I do think that you simplified the design nicely though.


----------



## not-fun (Aug 5, 2011)

i'm just concerned that if the limbs are all pointing forward, it'll fall over. the two pointed back are to hold it up. but maybe if they were rotation-jointed, it could work either way. hmm!

i guess that fluff does look majorly odd. blegh, that's what i get trying to use a tablet. i should have just drawn it in the Real World and submitted it that way. i suppose doing so today wouldn't be a terrible edit. thanks for the feedback!


----------



## CaptainCool (Aug 5, 2011)

no i wont! >=D
...ok fine >_>


----------



## not-fun (Aug 5, 2011)

hehe, thanks cool :>

here's the revised design:
http://d.facdn.net/art/not-fun/1312565898.not-fun_plushrevised.png

i tried to tone down the chest fluff, and actually used tools i'm used to using. i'm not that happy with the frontwards or backwards view, but the side looks better to me. opinions? crit?


----------



## TreacleFox (Aug 5, 2011)

Looks like some strange sergal.


----------



## Captain Howdy (Aug 6, 2011)

Now it looks like a messed up taur. Not sure if better or worse than original design though, still wouldn't vote or buy it.


----------



## Randy-Darkshade (Aug 6, 2011)

Gibby said:


> If your plush design is good enough, it'll get the votes and you wouldn't need to ask people from unrelated places to vote for you. It is pretty cool, though! I can't say I like the look of those extra arms, though... it looks great on the artwork, but I can't see them being too fantastic on a plush. Expectations and reality and all that.

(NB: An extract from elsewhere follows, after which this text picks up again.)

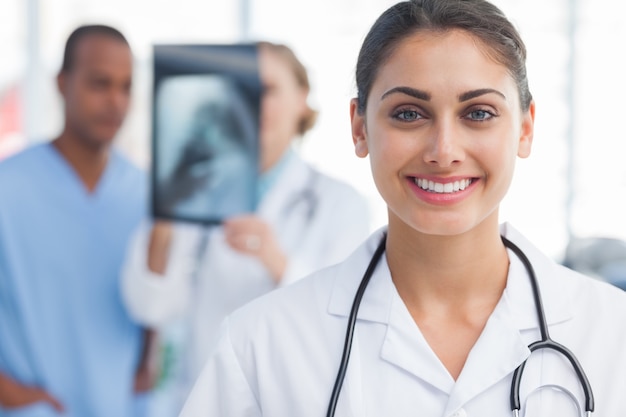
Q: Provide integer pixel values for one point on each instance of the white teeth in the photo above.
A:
(436, 187)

Imo, OP shouldn't be asking for votes at all. I'm not going to vote for something just because I've been asked to, that's kinda cheating imo too. I'll vote if I like it, not because I've been asked to vote for it by someone who is obviously desperate to win.


----------



## Jesie (Aug 6, 2011)

What ever happened to people just making their own damn plushies?


----------



## Sarcastic Coffeecup (Aug 6, 2011)

never vote those who beg votes.


----------